For years there has been talk of a Switch Pro, a mid-generation update to the console, but unless Nintendo plans to keep the Switch until 2030 I think we are now past that point. Surely the next Nintendo hardware release will be a Switch 2 or perhaps something completely different? Here’s the latest.
Nintendo Switch 2 release date
This is one of the most hotly debated questions around the Switch 2, but there seem to be two camps: some believe we could see a 2023 release, while others are more convinced by 2024. Now we're in August and we've still not seen any evidence of a Switch 2, I'm definitely in the latter camp.
Those arguing the case for a 2023 launch include the UK government Competition and Market Authority who referred to an unnamed Nintendo device in reference to Microsoft’s proposed takeover of Activision Blizzard. Other sources point to Nintendo’s comparative silence on its Christmas release window as a sign it is readying a new console. However, it now seems as though 2023 will pass us by without a new console.
The evidence for 2024 seems to be stronger, especially considering we have heard so little from Nintendo itself about the Switch 2. One report claims that Nintendo President, Shuntaro Furukawa, hasn’t considered any new or upgraded hardware in financial reports until at least April 2024 – and with The Legend of Zelda Tears of the Kingdom, Pikmin 4 on shelves now and Mario Wonder coming in October - it would be a strange time to kill the Switch's momentum. Heck, it's even getting Red Dead Redemption.

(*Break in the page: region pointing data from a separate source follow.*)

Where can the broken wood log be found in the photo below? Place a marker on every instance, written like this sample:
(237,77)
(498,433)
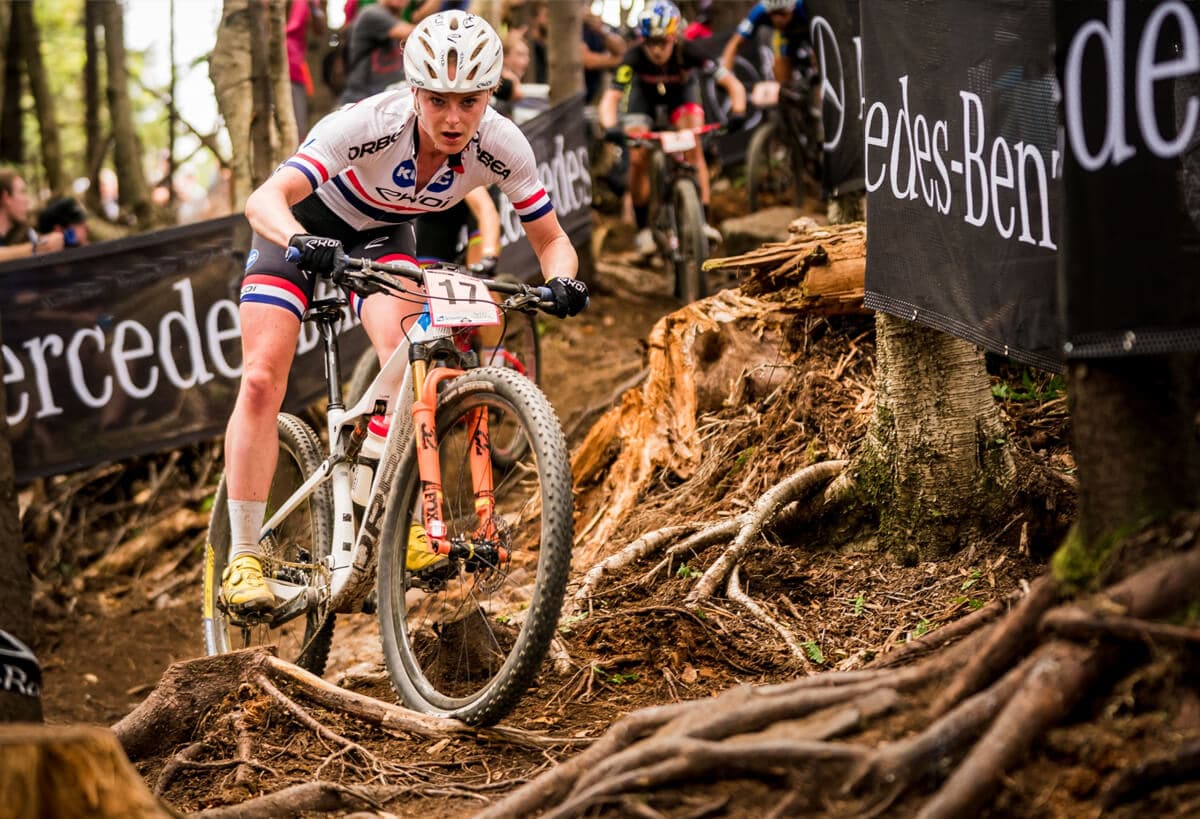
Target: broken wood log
(820,269)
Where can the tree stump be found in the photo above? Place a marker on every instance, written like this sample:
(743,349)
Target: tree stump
(71,771)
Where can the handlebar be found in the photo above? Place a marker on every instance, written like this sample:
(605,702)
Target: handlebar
(366,276)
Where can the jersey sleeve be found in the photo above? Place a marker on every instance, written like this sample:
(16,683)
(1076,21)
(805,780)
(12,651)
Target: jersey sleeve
(756,17)
(328,149)
(522,184)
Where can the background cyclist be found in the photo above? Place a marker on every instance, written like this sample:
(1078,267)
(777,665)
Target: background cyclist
(358,180)
(790,22)
(660,75)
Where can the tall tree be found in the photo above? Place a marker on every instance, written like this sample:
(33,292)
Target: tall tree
(564,43)
(133,190)
(12,144)
(25,29)
(96,141)
(241,66)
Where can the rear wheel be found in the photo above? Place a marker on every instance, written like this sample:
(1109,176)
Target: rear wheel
(773,174)
(691,282)
(293,559)
(466,637)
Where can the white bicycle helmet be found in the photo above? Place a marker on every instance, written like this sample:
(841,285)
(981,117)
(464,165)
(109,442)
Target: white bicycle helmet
(477,49)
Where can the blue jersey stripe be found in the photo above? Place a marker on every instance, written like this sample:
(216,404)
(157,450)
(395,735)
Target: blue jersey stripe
(306,172)
(538,214)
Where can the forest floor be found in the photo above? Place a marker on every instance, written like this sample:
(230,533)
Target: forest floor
(105,644)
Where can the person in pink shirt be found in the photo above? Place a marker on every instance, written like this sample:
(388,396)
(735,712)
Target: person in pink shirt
(301,15)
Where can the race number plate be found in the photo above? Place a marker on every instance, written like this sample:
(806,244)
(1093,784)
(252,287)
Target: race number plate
(678,141)
(765,94)
(459,300)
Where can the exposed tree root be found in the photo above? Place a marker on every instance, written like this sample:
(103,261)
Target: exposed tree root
(793,488)
(1005,685)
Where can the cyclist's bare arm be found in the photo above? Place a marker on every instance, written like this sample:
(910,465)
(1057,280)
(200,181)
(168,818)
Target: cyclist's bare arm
(487,217)
(269,208)
(609,103)
(730,53)
(556,253)
(737,91)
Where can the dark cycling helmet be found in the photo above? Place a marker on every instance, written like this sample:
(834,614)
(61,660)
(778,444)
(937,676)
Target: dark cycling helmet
(661,19)
(61,213)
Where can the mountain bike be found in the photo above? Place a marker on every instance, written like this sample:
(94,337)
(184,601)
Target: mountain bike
(465,635)
(785,154)
(676,215)
(520,351)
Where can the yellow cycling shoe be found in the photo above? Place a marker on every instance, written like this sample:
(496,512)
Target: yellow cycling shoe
(243,586)
(420,557)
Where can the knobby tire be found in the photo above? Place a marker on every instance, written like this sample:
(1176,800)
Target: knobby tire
(305,537)
(471,649)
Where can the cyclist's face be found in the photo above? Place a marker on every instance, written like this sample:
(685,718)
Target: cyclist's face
(450,120)
(658,49)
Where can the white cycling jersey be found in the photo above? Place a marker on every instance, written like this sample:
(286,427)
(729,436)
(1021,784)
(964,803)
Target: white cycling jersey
(361,160)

Industry insiders also claim that some key developers have already got their hands on dev kits, but that a release in the latter part of 2024 looks most likely. A shame, but as Shigeru Miyamoto famously is quoted as saying "A delayed game is eventually good, but a rushed game is forever bad." and the same can be said for consoles.
What we do know is that Nintendo has committed to avoiding any stock shortages of its next console which it hopes will also stop scalpers and prevent the scarcity of the likes of the PS5. This could make Christmas 2024 quite the event.
Nintendo Switch 2 design
In terms of the design of the Switch 2, there’s little so far to go on (the pictures in this article are just concepts). It's widely expected Nintendo will keep the portable console design but there are some features we would like to see and that we think Nintendo should definitely aim to implement. For starters, a 4K display is nearly essential at this point... although there is an argument against it for the sake of battery life. Personally, I'd give absolutely anything for a 4K Pokémon.

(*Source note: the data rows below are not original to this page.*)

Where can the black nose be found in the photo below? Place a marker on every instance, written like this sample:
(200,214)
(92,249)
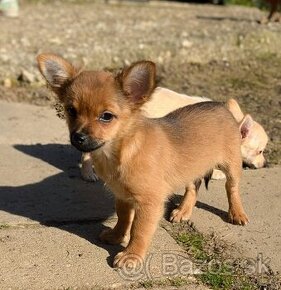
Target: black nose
(79,138)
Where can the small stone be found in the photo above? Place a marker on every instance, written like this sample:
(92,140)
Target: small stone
(186,43)
(7,83)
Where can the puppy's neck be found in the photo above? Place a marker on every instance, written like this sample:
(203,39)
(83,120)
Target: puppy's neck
(129,140)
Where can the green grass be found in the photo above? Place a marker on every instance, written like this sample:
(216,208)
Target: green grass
(195,244)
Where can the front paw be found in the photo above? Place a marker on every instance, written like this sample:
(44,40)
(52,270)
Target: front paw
(238,217)
(179,215)
(110,236)
(218,175)
(128,260)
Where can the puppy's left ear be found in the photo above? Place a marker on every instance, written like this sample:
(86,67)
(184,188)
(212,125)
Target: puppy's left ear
(56,70)
(246,126)
(138,81)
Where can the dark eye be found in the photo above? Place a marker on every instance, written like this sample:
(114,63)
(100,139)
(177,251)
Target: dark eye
(106,117)
(71,111)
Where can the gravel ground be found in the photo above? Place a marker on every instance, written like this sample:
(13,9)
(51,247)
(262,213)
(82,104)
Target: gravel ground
(213,51)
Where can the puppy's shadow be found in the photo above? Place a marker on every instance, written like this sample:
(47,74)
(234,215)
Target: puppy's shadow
(176,200)
(62,200)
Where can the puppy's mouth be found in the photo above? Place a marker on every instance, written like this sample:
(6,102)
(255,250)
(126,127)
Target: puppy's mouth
(85,143)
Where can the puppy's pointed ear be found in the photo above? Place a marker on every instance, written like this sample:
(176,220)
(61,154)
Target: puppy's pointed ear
(138,81)
(235,109)
(56,70)
(246,126)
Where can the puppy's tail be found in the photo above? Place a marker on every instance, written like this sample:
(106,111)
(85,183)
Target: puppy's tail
(207,178)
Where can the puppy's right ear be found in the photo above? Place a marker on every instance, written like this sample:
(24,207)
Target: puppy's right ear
(56,70)
(246,126)
(138,82)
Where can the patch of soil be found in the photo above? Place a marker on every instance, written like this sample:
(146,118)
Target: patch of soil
(205,50)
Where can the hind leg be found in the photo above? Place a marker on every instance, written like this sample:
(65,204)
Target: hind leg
(236,212)
(184,211)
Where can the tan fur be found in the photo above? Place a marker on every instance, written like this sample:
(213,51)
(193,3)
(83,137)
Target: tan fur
(164,101)
(144,160)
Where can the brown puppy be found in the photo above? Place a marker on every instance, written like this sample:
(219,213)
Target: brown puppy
(163,101)
(144,160)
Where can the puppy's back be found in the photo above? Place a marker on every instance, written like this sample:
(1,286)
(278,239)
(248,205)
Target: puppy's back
(202,136)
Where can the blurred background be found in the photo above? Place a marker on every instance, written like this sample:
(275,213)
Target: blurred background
(216,51)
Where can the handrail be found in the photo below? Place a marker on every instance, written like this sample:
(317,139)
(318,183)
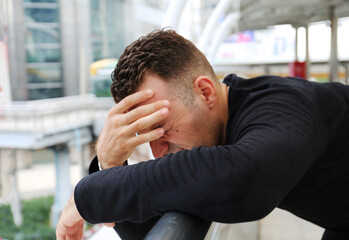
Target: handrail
(178,226)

There has been talk that the new console could ditch the OLED display of the Switch OLED for an LCD screen instead, which would bring costs down but be a pretty significant downgrade.
Under the hood, the Switch is well behind the PS5 and Xbox Series X and a significant processing power boost needs to make its way to the Switch 2. For too long now Switch ports of third-party games have been a poor relation. Some reports have suggested the Switch's successor will be equivalent to a PS4 in power, which is worryingly behind the times. It does at least seem like it will have more internal memory than the stingy 64GB original Switch with up to 512GB of flash memory.

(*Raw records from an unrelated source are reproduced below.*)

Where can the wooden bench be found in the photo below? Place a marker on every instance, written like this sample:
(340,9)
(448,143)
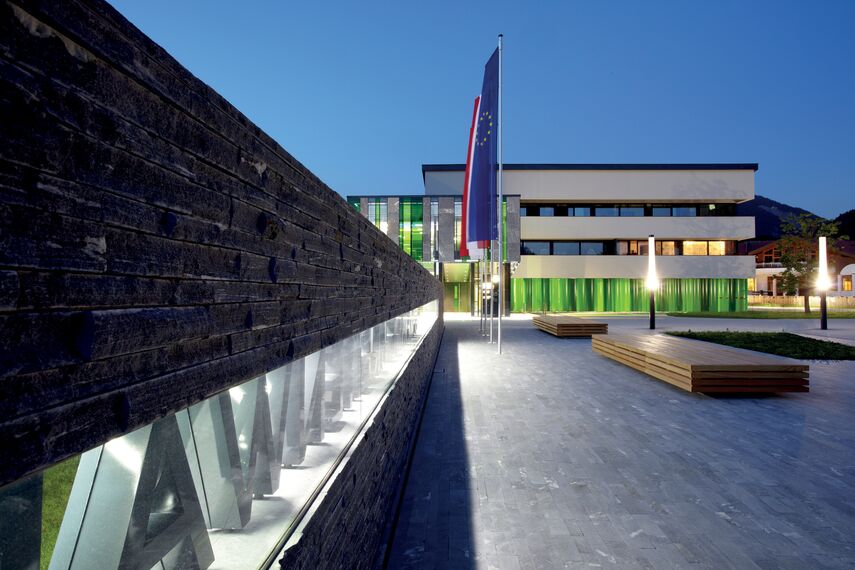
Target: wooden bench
(567,326)
(698,366)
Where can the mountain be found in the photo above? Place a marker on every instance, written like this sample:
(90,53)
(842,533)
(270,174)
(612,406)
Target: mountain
(847,224)
(768,214)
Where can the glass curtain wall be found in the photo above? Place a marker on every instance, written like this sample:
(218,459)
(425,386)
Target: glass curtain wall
(220,484)
(411,228)
(627,295)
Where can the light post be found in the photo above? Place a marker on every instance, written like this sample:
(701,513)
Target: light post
(823,283)
(652,279)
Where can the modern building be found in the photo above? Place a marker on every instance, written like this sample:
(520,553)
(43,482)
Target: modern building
(576,234)
(767,277)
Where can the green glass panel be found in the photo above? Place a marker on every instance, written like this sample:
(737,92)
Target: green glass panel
(627,295)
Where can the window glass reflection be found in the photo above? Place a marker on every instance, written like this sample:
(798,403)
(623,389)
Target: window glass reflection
(215,485)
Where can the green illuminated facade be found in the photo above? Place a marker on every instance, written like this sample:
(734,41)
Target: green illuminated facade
(575,235)
(411,227)
(536,295)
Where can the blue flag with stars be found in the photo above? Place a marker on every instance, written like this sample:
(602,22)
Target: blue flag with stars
(481,222)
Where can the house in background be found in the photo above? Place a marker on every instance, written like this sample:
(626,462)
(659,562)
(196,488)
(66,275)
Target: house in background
(767,276)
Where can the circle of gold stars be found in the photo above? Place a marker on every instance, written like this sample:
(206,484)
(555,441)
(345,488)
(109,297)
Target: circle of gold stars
(485,121)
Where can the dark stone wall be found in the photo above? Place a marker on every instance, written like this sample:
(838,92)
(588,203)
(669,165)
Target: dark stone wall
(345,528)
(156,247)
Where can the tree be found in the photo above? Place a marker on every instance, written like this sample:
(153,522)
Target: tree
(799,251)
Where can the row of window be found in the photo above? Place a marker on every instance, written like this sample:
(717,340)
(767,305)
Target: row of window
(628,247)
(635,210)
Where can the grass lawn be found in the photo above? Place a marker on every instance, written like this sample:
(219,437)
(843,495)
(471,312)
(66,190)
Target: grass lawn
(771,314)
(782,344)
(55,492)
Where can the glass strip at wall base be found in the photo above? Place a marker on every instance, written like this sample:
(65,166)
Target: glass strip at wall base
(216,485)
(537,295)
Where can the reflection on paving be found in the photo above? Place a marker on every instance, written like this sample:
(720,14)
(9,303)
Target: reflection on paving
(555,457)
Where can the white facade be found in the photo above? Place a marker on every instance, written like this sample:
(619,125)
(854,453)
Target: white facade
(703,186)
(616,186)
(582,228)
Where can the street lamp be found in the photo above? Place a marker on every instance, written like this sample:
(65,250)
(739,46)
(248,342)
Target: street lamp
(652,279)
(823,283)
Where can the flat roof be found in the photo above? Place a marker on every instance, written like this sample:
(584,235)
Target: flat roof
(582,166)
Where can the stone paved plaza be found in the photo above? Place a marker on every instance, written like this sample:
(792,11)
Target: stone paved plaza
(554,457)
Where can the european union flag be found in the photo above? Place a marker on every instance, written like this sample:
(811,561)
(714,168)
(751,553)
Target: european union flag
(481,210)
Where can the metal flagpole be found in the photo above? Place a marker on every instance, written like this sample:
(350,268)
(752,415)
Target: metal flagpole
(499,214)
(491,284)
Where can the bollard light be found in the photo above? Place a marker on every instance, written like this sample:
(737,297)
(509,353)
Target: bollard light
(823,283)
(652,278)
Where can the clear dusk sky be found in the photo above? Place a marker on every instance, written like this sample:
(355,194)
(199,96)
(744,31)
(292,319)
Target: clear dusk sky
(365,92)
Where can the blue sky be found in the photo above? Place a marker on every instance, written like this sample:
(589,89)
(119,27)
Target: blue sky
(363,93)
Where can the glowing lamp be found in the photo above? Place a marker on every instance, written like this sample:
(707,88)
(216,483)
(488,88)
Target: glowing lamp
(652,280)
(823,282)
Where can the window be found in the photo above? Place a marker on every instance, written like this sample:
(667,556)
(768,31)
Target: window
(565,248)
(716,248)
(694,248)
(534,248)
(685,211)
(591,248)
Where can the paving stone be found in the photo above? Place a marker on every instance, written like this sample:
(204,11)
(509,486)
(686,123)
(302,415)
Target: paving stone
(551,456)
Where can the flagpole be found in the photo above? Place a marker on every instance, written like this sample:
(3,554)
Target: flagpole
(500,207)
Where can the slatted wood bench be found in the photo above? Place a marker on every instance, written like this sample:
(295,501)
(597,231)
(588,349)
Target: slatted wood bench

As for backward compatibility? There has been no word on that yet, but Nintendo has hinted that you will be able to use your Switch account on the Switch 2. Nintendo has had a pretty good record in the past for backward compatibility with the Wii, Wii U and 3DS all having it in some form although many classic games are now sold on the eShop instead.
With the likes of the Steam Deck, Asus ROG Ally and a possible Lenovo machine, Nintendo also has competition for portable gaming from some powerful and beautiful machines, so an increased battery life when not docked would be very welcome.
And the Joycons? Just lose the drifting please. Although that was partly fixed in the not-too-distant past.